If you believe in love at first sight...you never stop looking.
Whoever said that life is just full of complications and interruptions could not have been more right. My life has suddenly & to my dismay, become one big jumble of dramatics. Where one ends, another begins. They all just flow together & I can't seem to piece them apart. These "episodes", if you will, are like just cooked spaghetti pasta, sticking together no matter how much you try to force them apart. I do know, though, that if I do try to separate each and every one of the complications that happen every day, I will send myself into oblivion- ultimately driving myself to possible insanity. You might soon be calling me "Bonkers McGee". Oh bother.
This has nothing to do with my professional career, in fact I feel as if I am at my peak; but rather, it has to do all with my personal life, which, as weird as it may sound, I feel like I have no control over. Do you ever get the feeling as if you are not yourself, mentally & emotionally? I mean, yes, physically we are all here, but other than that, there are days when I don't feel like Jason Isaacs. I don't feel like I should be doing what I'm doing...what I'm saying...how I'm acting...possibly how I look? It's a hard concept to grasp sometimes, but I try. It drives me mad, mind you, but I do think about it a lot.
Sometimes I wish I were young again. I see my young co-stars in the films that I am working in & I marvel at their innocence and care-free attitude (well...most of them. You know who you are.) No wait. Rewind. Before I even met these young adults, I saw the pure innocence in the eyes of my own child, Lily. She's very blunt, but that's okay because she's just a child. She really has nothing to worry about, except when Christmas is coming or when the next time she will get to have Jammy Dodgers as a snack. As I look out into the world & the current events, I wonder: What happened to the innocence in the world? Kids are growing up so fast nowadays, it saddens me. Before I know it, Lily will be a teenager, worrying about boys & make-up. Oh, what the future will bring...
Blimey, did I just go through my mid-life crisis?

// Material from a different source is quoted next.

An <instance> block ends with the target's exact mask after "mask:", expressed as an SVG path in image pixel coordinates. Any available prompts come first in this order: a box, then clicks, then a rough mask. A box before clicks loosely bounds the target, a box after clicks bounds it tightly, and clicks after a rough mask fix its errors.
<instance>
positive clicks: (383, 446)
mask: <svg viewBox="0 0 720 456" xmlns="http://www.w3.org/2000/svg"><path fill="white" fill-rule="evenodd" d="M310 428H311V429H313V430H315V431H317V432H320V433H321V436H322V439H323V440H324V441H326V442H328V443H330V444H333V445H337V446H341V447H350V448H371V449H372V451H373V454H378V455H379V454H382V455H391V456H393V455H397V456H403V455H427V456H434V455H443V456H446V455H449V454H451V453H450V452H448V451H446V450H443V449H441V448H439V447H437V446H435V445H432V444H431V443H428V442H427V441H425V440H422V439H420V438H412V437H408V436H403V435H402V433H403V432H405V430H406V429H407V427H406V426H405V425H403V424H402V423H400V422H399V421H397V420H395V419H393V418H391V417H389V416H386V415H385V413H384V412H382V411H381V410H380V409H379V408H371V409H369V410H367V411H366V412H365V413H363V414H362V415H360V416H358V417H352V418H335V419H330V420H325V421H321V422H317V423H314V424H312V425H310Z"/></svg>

To all who have been trying to get a hold of me, I apologize once again for my lack of, erm, response. I was shocked at how many messages I received on my answering machine that I was unaware of until an embarrassing number of days later. Toni, my dear, please forgive me. I did not mean to come off as too busy to talk to you; I really want to see you soon. I miss you. Gary, David & Alan: PINT? We should catch up on things. I feel as if I haven't seen you blokes in forever.